Le Burundi essaie de faire de son mieux pour respecter les critères de convergence auxquels il a adhéré librement, et le niveau atteint est satisfaisant. Le Burundi a enregistré un progrès significatif sur certains critères. Mais sur d’autres, il y a toujours des problèmes. Toutefois, il importe de signaler que ce n’est pas une situation à singulariser pour le seul cas du Burundi : aucun pays n’a respecté en totalité les quatre critères principaux de convergence sur une période de trois ans consécutifs. C’est la raison pour laquelle les échanges d’expérience et des recommandations appropriées sont systématiquement discutées lors des réunions du Comité des Affaires Monétaires organisée au moins une fois chaque année.
Concrètement, le Burundi a enregistré des avancées significatives sur quels critères ?
Compte tenu de l’évolution économique et financière qui n’est pas monotone, il arrive qu’un critère respecté pour une année quelconque ne le soit pas l’année suivante. Par exemple, le Burundi avait respecté le critère du taux d’inflation entre 2013 et 2017 avec un taux d’inflation significativement inférieur au plafond de 8%. Toutefois, en 2017, le Burundi a enregistré un taux d’inflation de 16,1% qui était principalement influencé par les prix des produits alimentaires et, dans une moindre mesure les prix hors alimentation.
Qu’en est-il du déficit du Burundi ?
Sans considérer le Sud Soudan dont les données ne sont pas disponibles, en ce qui est du déficit, tous les pays, ont raté le critère depuis 2014. En 2017, tous les pays ont fait des efforts pour baisser le niveau du déficit et le Burundi s’est nettement amélioré en passant de 5,9 à 4,4% du PIB. Ces progrès très significatifs ont été réalisés grâce notamment à l’amélioration dans la collecte des recettes mais aussi l’amélioration dans la gestion des dépenses publiques. Cela a entrainé une baisse du déficit, mais en même temps, il a été encouragé par des efforts significatifs dans l’augmentation du rythme de la production.
Des chiffres ?
A titre d’illustration, les données disponibles montrent que les recettes totales se sont établies à 14% du PIB contre 13,2% en 2016. Les dons légèrement augmenté en 2017, atteignant 2,6% contre 2.5 % en 2016. Les dépenses publiques représentent 21,1% du PIB en 2017 alors qu’elles étaient de 21,6% en 2016. Tous ces éléments, combinés à l’amélioration du niveau du PIB ont entraîné un déficit global qui s’est établi à 4,6% du PIB, en amélioration nette par rapport à 5,9% du PIB enregistré en 2016.
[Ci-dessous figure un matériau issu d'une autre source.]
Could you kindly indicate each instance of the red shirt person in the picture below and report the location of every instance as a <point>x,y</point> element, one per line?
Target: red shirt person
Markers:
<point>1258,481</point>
Etat des lieux de l’endettement au Burundi ?
Même au niveau de la dette publique, le critère fixé est respecté par le Burundi depuis 2013.
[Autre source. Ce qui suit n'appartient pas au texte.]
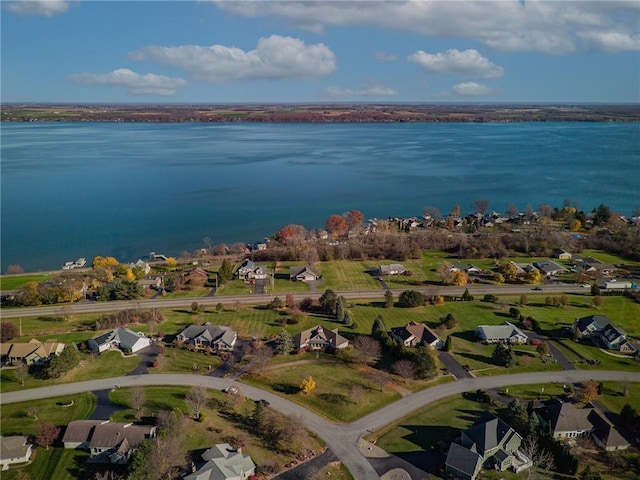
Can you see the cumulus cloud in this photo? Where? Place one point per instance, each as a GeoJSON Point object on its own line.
{"type": "Point", "coordinates": [369, 90]}
{"type": "Point", "coordinates": [551, 27]}
{"type": "Point", "coordinates": [470, 89]}
{"type": "Point", "coordinates": [136, 84]}
{"type": "Point", "coordinates": [384, 57]}
{"type": "Point", "coordinates": [468, 63]}
{"type": "Point", "coordinates": [275, 57]}
{"type": "Point", "coordinates": [45, 8]}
Que faut-il retenir de « inflation » ?
En matière d’inflation, en 2015 on avait enregistré un taux d’inflation qui était autour de 5,6% contre une norme de 8% maximum. Mais, en 2016, nous avons raté ce critère à cause des conditions sur le secteur primaire surtout et les conditions qui prévalaient sur les marché internationaux qui ont essayé d’annihiler les effets attendus de la dynamique de l’inflation en 2017. L’inflation est passée de 5,6% à 16,1% mais c’était principalement en raison des mauvaises performances enregistrées au niveau de la production primaire et des conditions climatiques qui n’étaient pas favorables.
Quel est l’avantage de la monnaie unique pour le citoyen burundais ?
L’adoption de la monnaie unique sera l’étape finale après avoir supprimé toutes les restrictions existantes sur la circulation des biens et services, les facteurs de production et même après la reconnaissance du droit d’établissement pour tous les citoyens de la Communauté Est Africaine. Cela permettra aux opérateurs et aux citoyens de nos pays respectifs à s’épanouir économiquement et financièrement dans une communauté où les coûts de transactions seront sensiblement réduits et qui sera considérée comme une seule famille, garantissant par-là les conditions favorables à l’épanouissement et à la prospérité économique de toute la Communauté.